Permutations (All Orderings)
Generate all orderings of a set. At each position, try every unused element.
Key difference from subsets: In subsets, start prevents going backward — you only pick elements after the current index. In permutations, any element can go in any position, so you loop from 0 every time. The used slice prevents picking the same element twice in one permutation.
| Subsets | Permutations | |
|---|---|---|
| Prevents reuse | start index (only go forward) |
used[] bool slice (track what's taken) |
| Choices per level | Shrink (n, n-1, n-2...) | All unused (n, n-1, n-2...) |
| Valid results | Every node | Only leaves (full length) |
| Complexity | O(2ⁿ) | O(n!) |
Decision tree for [1, 2, 3]:
[]
/ | \
[1] [2] [3]
/ \ / \ / \
[1,2] [1,3] [2,1] [2,3] [3,1] [3,2]
| | | | | |
[1,2,3][1,3,2][2,1,3][2,3,1][3,1,2][3,2,1] ← only leaves are resultsLeetCode 46 - Permutations
Given an array of distinct integers, return all possible permutations.
func permutations(nums []int) [][]int {
var result [][]int
var current []int
used := make([]bool, len(nums))
var backtrack func()
backtrack = func() {
if len(current) == len(nums) {
result = append(result, slices.Clone(current)) // or: append([]int{}, current...)
return
}
for i := 0; i < len(nums); i++ {
if used[i] {
continue
}
used[i] = true // choose
current = append(current, nums[i])
backtrack() // explore
current = current[:len(current)-1] // unchoose
used[i] = false
}
}
backtrack()
return result
}
// Input: [1,2,3]
// Output: [[1,2,3], [1,3,2], [2,1,3], [2,3,1], [3,1,2], [3,2,1]]Combinations (Choose K from N)
Pick K elements from N without regard to order. Like subsets, but stop when you've picked exactly K.
Uses start (like subsets) to avoid duplicates — [1,2] and [2,1] are the same combination, so only pick forward.
LeetCode 77 - Combinations
func combine(n, k int) [][]int {
var result [][]int
var current []int
var backtrack func(start int)
backtrack = func(start int) {
if len(current) == k {
result = append(result, slices.Clone(current)) // or: append([]int{}, current...)
return
}
for i := start; i <= n; i++ {
current = append(current, i)
backtrack(i + 1)
current = current[:len(current)-1]
}
}
backtrack(1)
return result
}Pruning
Pruning means skipping branches that can't lead to valid solutions. It's what makes backtracking practical — without pruning, you'd explore every possible path (exponential).
The idea: Before exploring a choice, check if it's even possible to reach a valid solution from here. If not, break or continue — don't recurse.
LeetCode 39 - Combination Sum
Given an array of candidates and a target, find all unique combinations that sum to the target (elements may be reused).
// Combination Sum: find combinations that sum to target (can reuse elements)

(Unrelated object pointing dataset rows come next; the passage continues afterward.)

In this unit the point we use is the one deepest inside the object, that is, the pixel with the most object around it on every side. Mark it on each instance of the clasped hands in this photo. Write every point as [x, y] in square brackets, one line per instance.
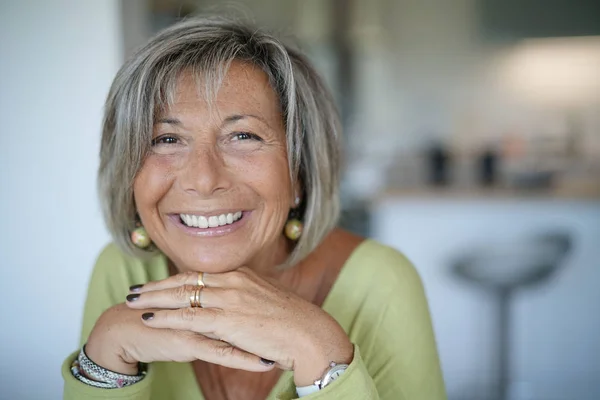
[245, 322]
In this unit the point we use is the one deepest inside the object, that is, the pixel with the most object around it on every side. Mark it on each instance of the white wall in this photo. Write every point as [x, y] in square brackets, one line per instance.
[555, 326]
[57, 59]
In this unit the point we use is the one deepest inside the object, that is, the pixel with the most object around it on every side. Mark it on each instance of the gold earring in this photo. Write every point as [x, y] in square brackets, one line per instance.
[294, 227]
[140, 237]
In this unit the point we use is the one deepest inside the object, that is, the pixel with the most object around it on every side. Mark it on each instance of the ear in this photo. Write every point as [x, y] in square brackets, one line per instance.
[296, 195]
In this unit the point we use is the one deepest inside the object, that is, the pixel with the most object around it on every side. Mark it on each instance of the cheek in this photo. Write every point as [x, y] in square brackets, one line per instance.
[152, 183]
[270, 178]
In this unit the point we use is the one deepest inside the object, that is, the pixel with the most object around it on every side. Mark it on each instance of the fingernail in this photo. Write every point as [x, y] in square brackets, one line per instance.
[147, 316]
[135, 288]
[133, 297]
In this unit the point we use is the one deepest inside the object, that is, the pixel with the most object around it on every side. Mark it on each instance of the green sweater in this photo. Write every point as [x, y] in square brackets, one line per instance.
[377, 298]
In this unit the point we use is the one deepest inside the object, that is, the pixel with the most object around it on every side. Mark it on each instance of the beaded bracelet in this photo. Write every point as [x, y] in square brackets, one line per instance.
[102, 377]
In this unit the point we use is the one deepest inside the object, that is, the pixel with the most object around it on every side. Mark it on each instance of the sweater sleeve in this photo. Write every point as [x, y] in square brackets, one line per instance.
[395, 354]
[111, 277]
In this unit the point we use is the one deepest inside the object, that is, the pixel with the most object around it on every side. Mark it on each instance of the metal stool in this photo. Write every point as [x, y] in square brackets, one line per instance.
[503, 269]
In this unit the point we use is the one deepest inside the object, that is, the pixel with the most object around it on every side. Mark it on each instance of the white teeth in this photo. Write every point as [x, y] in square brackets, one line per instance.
[200, 221]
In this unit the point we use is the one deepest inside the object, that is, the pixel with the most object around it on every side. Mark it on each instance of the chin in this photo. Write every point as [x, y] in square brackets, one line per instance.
[213, 259]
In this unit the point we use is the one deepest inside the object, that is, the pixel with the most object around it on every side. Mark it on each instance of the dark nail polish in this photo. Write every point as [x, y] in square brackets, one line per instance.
[147, 316]
[133, 297]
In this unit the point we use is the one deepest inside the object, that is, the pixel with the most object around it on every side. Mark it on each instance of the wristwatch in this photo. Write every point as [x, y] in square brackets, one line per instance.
[335, 371]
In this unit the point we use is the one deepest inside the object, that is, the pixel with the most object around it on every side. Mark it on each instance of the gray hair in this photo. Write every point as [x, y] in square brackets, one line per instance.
[146, 83]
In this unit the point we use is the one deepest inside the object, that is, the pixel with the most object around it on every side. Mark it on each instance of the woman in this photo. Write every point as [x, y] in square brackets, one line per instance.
[219, 179]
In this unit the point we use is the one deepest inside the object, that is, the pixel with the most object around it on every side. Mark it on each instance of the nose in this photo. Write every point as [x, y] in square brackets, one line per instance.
[204, 172]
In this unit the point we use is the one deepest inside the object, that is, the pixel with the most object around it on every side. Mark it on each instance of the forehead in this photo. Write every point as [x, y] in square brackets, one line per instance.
[245, 88]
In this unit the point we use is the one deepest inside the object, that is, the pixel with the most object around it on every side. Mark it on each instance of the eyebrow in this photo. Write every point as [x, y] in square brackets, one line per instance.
[170, 121]
[229, 120]
[237, 117]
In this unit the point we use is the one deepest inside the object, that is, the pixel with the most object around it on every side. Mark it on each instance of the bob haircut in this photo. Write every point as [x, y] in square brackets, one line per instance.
[206, 46]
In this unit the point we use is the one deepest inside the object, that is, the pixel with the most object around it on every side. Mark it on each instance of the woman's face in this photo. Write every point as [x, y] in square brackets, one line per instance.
[214, 192]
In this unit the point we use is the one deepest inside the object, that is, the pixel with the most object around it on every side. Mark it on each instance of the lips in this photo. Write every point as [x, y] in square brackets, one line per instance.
[212, 221]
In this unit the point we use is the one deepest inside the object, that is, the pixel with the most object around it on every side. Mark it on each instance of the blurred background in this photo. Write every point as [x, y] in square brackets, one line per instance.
[472, 132]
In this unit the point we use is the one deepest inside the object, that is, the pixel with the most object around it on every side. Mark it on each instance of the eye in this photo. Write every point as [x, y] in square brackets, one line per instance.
[238, 136]
[165, 139]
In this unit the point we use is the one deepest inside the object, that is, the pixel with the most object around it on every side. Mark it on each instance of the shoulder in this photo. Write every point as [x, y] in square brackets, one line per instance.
[382, 263]
[384, 275]
[116, 266]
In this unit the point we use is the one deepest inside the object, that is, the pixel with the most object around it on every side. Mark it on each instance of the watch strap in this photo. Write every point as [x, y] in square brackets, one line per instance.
[306, 390]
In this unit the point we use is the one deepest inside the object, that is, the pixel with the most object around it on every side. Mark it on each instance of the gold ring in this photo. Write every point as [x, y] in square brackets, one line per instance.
[195, 297]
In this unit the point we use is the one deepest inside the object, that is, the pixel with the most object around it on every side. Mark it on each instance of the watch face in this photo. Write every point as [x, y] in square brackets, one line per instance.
[334, 373]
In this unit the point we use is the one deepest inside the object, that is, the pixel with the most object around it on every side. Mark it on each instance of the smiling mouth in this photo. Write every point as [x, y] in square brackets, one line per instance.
[213, 221]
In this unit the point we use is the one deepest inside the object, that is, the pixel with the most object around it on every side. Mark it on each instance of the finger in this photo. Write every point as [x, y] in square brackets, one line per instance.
[178, 297]
[185, 278]
[223, 353]
[191, 319]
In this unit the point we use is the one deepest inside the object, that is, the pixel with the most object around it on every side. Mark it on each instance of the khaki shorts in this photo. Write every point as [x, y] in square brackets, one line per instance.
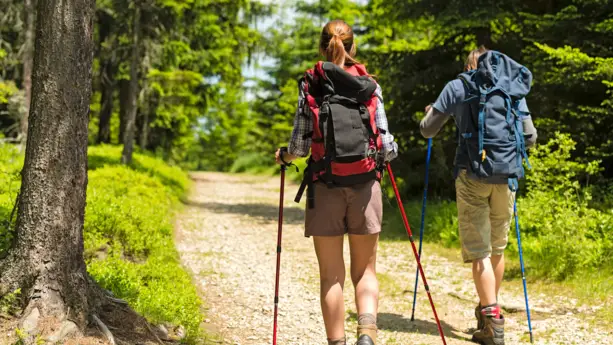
[484, 217]
[357, 210]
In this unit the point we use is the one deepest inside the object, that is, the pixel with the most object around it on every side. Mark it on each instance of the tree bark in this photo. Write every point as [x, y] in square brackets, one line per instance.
[128, 137]
[46, 261]
[144, 133]
[124, 95]
[28, 57]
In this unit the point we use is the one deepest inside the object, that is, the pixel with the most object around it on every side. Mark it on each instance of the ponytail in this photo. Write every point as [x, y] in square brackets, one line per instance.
[337, 44]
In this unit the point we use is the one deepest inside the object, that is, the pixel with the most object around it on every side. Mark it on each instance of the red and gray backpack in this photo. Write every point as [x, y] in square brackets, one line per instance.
[346, 145]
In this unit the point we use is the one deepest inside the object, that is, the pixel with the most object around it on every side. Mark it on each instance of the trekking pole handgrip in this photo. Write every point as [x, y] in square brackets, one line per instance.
[282, 151]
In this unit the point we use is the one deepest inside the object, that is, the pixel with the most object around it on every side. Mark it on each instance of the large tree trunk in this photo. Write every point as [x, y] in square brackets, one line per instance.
[46, 261]
[29, 10]
[128, 136]
[107, 83]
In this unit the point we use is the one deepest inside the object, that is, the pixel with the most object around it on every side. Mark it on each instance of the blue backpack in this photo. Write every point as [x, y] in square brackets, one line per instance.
[491, 135]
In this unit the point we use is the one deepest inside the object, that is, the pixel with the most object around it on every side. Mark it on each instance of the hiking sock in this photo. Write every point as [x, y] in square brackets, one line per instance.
[367, 324]
[339, 341]
[493, 311]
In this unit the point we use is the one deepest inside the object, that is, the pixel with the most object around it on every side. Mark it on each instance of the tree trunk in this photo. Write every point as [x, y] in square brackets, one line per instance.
[144, 133]
[28, 57]
[128, 136]
[46, 261]
[124, 95]
[107, 83]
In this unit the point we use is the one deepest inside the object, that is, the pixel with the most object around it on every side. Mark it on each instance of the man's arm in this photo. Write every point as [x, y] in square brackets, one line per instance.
[433, 122]
[445, 106]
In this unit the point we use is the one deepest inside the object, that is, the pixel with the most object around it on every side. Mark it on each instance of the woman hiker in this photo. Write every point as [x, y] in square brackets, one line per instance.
[341, 120]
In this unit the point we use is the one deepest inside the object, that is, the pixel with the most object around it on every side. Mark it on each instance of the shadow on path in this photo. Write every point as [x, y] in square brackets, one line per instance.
[291, 215]
[399, 323]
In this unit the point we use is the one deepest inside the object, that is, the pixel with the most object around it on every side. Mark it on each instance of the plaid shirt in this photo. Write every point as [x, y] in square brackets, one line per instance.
[300, 143]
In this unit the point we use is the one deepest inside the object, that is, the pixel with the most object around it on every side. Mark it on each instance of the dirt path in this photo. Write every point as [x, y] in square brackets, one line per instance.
[227, 238]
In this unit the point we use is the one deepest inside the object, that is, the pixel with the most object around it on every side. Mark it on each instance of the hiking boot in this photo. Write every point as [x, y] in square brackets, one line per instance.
[365, 340]
[479, 316]
[367, 335]
[492, 332]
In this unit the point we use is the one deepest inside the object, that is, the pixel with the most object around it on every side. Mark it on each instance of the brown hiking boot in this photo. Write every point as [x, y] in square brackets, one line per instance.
[492, 332]
[479, 316]
[365, 340]
[367, 335]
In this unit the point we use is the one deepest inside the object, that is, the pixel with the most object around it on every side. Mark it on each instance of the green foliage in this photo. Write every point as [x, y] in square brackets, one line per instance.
[128, 230]
[562, 236]
[171, 177]
[567, 236]
[128, 236]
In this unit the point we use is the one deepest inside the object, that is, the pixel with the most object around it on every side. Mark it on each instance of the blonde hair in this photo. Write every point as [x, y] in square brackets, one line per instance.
[473, 58]
[336, 43]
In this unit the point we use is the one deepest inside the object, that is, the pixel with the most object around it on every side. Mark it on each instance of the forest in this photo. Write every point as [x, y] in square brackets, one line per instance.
[171, 92]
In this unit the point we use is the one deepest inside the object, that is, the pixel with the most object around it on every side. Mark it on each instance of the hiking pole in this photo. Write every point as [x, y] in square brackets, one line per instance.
[279, 237]
[421, 270]
[521, 262]
[421, 227]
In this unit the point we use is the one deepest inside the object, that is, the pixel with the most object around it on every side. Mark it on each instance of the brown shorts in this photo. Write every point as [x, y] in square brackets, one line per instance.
[357, 210]
[484, 217]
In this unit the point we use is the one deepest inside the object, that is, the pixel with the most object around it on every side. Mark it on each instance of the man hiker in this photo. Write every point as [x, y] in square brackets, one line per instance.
[494, 129]
[341, 120]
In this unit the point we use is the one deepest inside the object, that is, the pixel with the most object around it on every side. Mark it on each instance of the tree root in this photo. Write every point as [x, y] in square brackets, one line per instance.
[105, 330]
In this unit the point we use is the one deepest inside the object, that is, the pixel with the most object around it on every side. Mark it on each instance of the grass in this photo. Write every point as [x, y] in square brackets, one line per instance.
[128, 233]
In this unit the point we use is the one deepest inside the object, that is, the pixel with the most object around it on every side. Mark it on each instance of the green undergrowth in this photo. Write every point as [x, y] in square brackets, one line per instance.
[567, 238]
[128, 233]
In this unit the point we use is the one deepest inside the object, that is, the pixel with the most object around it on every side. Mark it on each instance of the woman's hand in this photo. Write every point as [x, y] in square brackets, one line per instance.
[288, 158]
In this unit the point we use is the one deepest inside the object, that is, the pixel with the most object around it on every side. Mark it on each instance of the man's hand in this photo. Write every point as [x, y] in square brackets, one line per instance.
[288, 158]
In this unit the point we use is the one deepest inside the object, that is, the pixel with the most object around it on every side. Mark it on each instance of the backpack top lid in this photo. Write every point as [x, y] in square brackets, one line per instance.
[353, 83]
[496, 70]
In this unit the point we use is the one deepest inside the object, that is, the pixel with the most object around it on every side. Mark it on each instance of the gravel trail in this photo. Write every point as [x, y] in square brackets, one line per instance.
[227, 238]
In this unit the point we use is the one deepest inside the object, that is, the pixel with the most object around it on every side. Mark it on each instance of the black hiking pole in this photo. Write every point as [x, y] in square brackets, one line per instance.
[421, 227]
[521, 262]
[421, 270]
[279, 237]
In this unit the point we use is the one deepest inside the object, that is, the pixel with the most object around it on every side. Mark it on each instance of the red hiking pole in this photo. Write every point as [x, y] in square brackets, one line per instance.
[279, 237]
[421, 270]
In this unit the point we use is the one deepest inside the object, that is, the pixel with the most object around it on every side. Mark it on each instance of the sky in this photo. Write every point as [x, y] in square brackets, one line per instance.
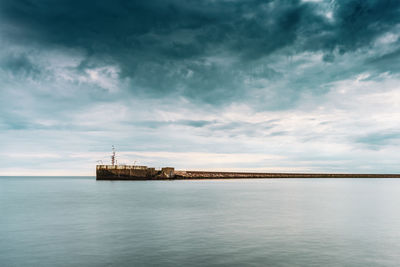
[279, 86]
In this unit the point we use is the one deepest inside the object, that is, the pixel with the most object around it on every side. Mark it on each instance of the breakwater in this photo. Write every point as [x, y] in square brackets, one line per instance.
[124, 172]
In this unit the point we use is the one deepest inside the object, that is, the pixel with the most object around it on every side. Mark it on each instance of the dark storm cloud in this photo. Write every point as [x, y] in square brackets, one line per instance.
[19, 64]
[203, 50]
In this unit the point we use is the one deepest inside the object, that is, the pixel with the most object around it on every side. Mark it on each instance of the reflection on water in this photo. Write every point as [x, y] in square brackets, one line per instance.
[309, 222]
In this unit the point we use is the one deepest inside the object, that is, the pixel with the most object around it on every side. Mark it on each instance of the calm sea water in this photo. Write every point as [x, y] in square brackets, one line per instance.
[67, 221]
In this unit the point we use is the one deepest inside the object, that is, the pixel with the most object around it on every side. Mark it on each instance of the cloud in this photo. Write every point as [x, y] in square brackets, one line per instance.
[205, 51]
[313, 82]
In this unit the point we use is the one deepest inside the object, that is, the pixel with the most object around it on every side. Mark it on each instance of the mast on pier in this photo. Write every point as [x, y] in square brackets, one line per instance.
[113, 156]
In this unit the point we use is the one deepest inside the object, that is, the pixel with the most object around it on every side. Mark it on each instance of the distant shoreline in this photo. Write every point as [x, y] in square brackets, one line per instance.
[118, 172]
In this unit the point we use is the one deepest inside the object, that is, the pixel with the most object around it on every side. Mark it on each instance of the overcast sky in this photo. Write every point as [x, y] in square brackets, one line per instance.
[214, 84]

func combinationSum(candidates []int, target int) [][]int {
var result [][]int
var current []int
var backtrack func(start, remaining int)
backtrack = func(start, remaining int) {
if remaining == 0 {
result = append(result, slices.Clone(current)) // or: append([]int{}, current...)
return
}
for i := start; i < len(candidates); i++ {
if candidates[i] > remaining {
break // PRUNE: no point trying larger numbers
}
current = append(current, candidates[i])
backtrack(i, remaining-candidates[i])
current = current[:len(current)-1]
}
}
sort.Ints(candidates) // sort to enable pruning
backtrack(0, target)
return result
}Sorting + early termination is the most common pruning technique. If the current candidate exceeds the remaining budget, all larger candidates will too — skip them all.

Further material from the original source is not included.